Two practice sessions were also held before the race on June 8, 2012. The first session was 85 minutes long, while the second was 90 minutes. Martin was quickest with a time of 50.173 seconds in the first session, 0.124 faster than Jamie McMurray. Earnhardt Jr. was third quickest, followed by Johnson, Allmendinger, and Ryan Newman. Kahne was seventh, still within half of a second of Martin's time. In the second and final practice, Joey Logano was quickest with a time of 50.139 seconds. Carl Edwards followed in second, ahead of Gordon and Paul Menard. Kyle Busch was fifth quickest, with a time of 50.409 seconds. Kahne, Biffle, Brad Keselowski, Allmendinger, and Marcos Ambrose rounded out the first ten positions. McMurray, who was second quickest in the first session, could only manage 34th. Also in the first practice session, Stephen Leicht struck a groundhog with his car, after Truex Jr. brushed the SAFER barrier attempting to avoid it.

"I think it's really hard to determine what makes this track faster right now. I don't know if being a little warmer makes it faster. I thought, as we went on and that speedy-dry and the groove got cleaned off, that people would go a lot faster, so it's a surprise to me."
— Carl Edwards said about the oil-dry problem.

Forty-four cars were entered for qualifying on June 9, 2012, but only forty-three could qualify for the race because of NASCAR's qualifying procedure.
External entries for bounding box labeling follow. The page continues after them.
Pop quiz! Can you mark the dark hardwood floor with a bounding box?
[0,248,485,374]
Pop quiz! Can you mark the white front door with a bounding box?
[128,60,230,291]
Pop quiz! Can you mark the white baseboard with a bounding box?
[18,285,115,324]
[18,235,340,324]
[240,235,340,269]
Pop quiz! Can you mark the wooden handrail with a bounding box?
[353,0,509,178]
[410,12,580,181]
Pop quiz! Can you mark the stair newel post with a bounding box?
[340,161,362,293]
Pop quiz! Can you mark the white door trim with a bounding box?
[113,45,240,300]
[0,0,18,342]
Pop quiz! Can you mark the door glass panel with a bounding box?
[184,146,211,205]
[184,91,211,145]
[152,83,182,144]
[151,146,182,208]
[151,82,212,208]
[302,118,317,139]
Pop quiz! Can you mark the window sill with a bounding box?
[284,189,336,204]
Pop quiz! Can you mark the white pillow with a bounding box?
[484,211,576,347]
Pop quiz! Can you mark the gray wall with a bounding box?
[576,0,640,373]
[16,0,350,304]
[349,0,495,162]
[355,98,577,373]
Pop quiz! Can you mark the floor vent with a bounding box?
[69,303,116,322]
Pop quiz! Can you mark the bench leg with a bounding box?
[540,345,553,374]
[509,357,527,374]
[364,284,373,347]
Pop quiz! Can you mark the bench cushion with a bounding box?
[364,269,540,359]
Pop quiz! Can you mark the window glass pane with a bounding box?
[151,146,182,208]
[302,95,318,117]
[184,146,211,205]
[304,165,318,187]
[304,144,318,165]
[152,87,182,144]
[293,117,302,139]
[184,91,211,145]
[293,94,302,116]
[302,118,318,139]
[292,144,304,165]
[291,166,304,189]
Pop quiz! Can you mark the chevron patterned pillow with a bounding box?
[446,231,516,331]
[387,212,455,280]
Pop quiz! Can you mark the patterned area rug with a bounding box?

After having problems with oil-dry in turn one, Logano of Joe Gibbs Racing clinched the fourth pole position of his Sprint Cup Series career, with a time of 50.112 seconds, which beat the old track record. He was joined on the front row of the grid by Edwards. Menard qualified third, Kyle Busch took fourth, and Hamlin started fifth. Martin, Regan Smith, Earnhardt Jr., Ambrose and Kahne rounded out the top ten. The driver that failed to qualify for the race was David Stremme.

Once the qualifying session was completed, Logano stated, "The track was dirty. When I went out there and got to that trouble spot, I got loose a little bit and didn't get to the bottom as well as I wanted to. So I felt like I left a tenth and a half [of a second] or so right there, but I felt like I nailed [Turns] 2 and 3 pretty well. I was hoping it would be in the top five, and it ended up being good enough."

===Race===
The race, the fourteenth in the season, began at 1:20 p.m. EDT and was televised live in the United States on TNT. The conditions on the grid were dry before the race with the air temperature around 84 °F. Mike Kloton, Archdiocese of Scranton, Pennsylvania began pre-race ceremonies, by giving the invocation. Next, Naomi Scott performed the national anthem, and Dr. Rose Mattioli, chairman of Pocono Raceway, gave the command for drivers to start their engines.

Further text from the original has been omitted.